Acceptance and Ongoing Struggle Nico reflects on her journey towards accepting her mother's absence and the lack of resolution in their relationship. She expresses a nuanced view of forgiveness, distinguishing it from justice and personal healing:
"Forgiveness and justice are not one thing. ... It has to be a systemic, healthy thing." (12:21)
Despite years of introspection, Nico acknowledges the enduring pain and the complexity of fully reconciling with her past:
"I have no choice but to believe this was enough. Like love, there is not much to say about death that hasn't been said before." (26:15)
Conclusion The episode concludes with Nico's heartfelt reflections on honesty and authenticity in addressing personal trauma. She underscores the importance of speaking one's truth, regardless of the resistance it may face:
"If I didn't yell the truth or what I think is the truth, then what good was I?" (42:17)
Anna Martin thanks Nico for her openness, and listeners are directed to both Caitlin McCormick's essay and Nico Case's memoir for further exploration of these profound themes.
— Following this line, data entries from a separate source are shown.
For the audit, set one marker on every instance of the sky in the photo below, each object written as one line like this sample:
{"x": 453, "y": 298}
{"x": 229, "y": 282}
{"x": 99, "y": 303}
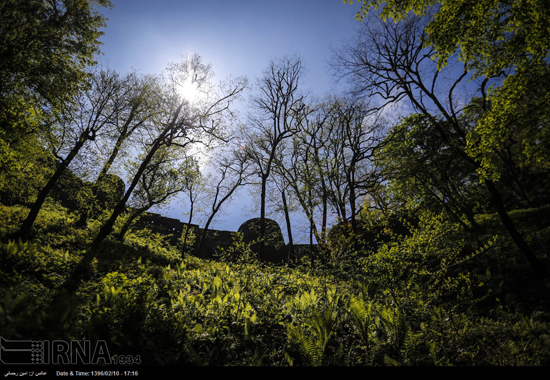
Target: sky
{"x": 239, "y": 38}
Key Quotes with Timestamps
Final Notes Nico Case's episode on Modern Love offers a stirring exploration of the long-term effects of childhood neglect and the arduous path toward personal healing. Her honesty in addressing painful truths serves as a beacon for listeners navigating similar struggles, emphasizing the transformative power of speaking one's truth.
For those interested in Nico Case's work, her memoir The Harder I Fight the More I Love You was released on January 28th and delves deeper into her life experiences and reflections.
Produced by: Reeva Goldberg
Edited by: Jen Poyant
Theme Music: Dan Powell
Original Music: Marion Lozano, Pat McCusker, Rowan Niemisto, Dan Powell, Carol Savaro
Mixed by: Sophia Landman
Special Thanks: Mahima Chablani, Nell Gillogli, Jeffrey Miranda, Brooke Minters, Sawyer Roque, Eddie Costas
Note: Timestamps correspond to the transcript excerpts referenced in the summary.